By correctly understanding the system and being creative with your timing and methods of sale, it is very much possible to achieve these goals.
Frequently Asked Questions

If you sell gold, up to how much is tax-free?
Capital gains from selling gold are tax-exempt due to a special deduction if the annual profit is 14,500 MYR or less. This applies not only to gold bullion but also to the combined capital gains from other assets subject to comprehensive taxation, such as stocks and real estate. For example, if your profit from selling gold is 8,700 MYR and you have no other capital gains, the total is 14,500 MYR or less, so the taxable amount is zero.
When selling gold, will I not have to pay tax if the amount is 14,500 MYR or less every year?
Yes. If the total annual capital gains (profit after deducting acquisition costs and fees), combined with other capital gains, is 14,500 MYR or less, you will not be taxed for that year.
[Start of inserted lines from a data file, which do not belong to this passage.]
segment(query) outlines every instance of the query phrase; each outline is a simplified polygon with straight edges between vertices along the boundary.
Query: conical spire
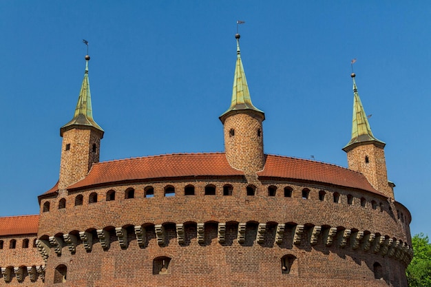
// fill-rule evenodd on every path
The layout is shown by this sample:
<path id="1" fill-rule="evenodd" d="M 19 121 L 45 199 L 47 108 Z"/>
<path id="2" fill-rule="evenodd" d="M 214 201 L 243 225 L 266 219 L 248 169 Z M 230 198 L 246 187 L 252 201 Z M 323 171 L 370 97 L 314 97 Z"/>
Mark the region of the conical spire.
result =
<path id="1" fill-rule="evenodd" d="M 235 67 L 235 76 L 233 78 L 233 87 L 232 90 L 232 100 L 231 107 L 220 116 L 220 120 L 224 122 L 227 114 L 232 111 L 251 110 L 261 113 L 264 118 L 264 114 L 262 111 L 256 108 L 251 103 L 247 80 L 245 77 L 245 72 L 241 61 L 241 52 L 240 51 L 240 34 L 235 35 L 236 39 L 236 65 Z"/>
<path id="2" fill-rule="evenodd" d="M 92 111 L 92 97 L 90 92 L 90 81 L 88 79 L 88 61 L 90 56 L 85 56 L 85 72 L 84 79 L 81 87 L 78 103 L 75 108 L 75 114 L 73 118 L 69 123 L 61 127 L 60 135 L 63 136 L 63 133 L 72 128 L 73 126 L 87 126 L 92 127 L 98 129 L 103 134 L 103 129 L 96 123 L 93 119 L 93 112 Z"/>
<path id="3" fill-rule="evenodd" d="M 383 147 L 385 142 L 377 140 L 372 135 L 368 119 L 365 114 L 365 110 L 361 103 L 359 94 L 357 92 L 357 87 L 355 81 L 356 75 L 355 73 L 351 74 L 353 80 L 353 118 L 352 120 L 352 138 L 350 141 L 343 148 L 343 150 L 347 151 L 353 147 L 353 146 L 359 145 L 363 143 L 374 143 L 375 145 Z"/>

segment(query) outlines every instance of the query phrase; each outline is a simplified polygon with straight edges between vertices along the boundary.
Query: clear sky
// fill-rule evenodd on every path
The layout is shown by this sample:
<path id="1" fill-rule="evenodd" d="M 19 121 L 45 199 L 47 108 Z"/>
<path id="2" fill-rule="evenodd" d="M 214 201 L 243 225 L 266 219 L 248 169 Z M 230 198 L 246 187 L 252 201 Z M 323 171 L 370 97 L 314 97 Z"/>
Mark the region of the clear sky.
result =
<path id="1" fill-rule="evenodd" d="M 431 2 L 0 1 L 0 216 L 39 213 L 59 176 L 90 43 L 101 160 L 221 151 L 240 26 L 264 150 L 346 167 L 350 61 L 395 199 L 431 235 Z"/>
However, it is important to note that if you make sales over multiple years or have other capital gains, all of them will be aggregated.
If I sell gold for 29,000 MYR, how much tax will I have to pay?
Even if you sell gold for 29,000 MYR, whether tax is applied or not is determined by “how much you bought it for.”
For example, if the purchase price was 17,400 MYR, the profit would be 29,000 MYR – 17,400 MYR = 11,600 MYR. Since this profit is within the 14,500 MYR special deduction, no tax is applied.
On the other hand, if the purchase price was 8,700 MYR, the profit would be 700,000 yen, and the taxable amount after the deduction would be 20,300 MYR – 14,500 MYR = 5,800 MYR.
For instance, if a person with an annual salary of 116,000 MYR earned this 5,800 MYR in capital gains, their tax burden is expected to be approximately 1,160 MYR, which includes income tax calculated as 5,800 MYR × 20% – deduction” and resident tax as “5,800 MYR × 10%.”
As such, whether you are taxed depends on the purchase price, making it important to calculate your profit in advance.
If gold is sold for 58,000 MYR or more, will I have to pay tax?
When the gold sale amount is 58,000 MYR or more, the buyer will submit a “Payment Record” to the tax office, and the tax office will be aware of this information. You must be careful because a tax return may be required even if your profit is 14,500 MYR or less. The obligation to submit a Payment Record generally arises when the sale amount is 58,000 MYR or more.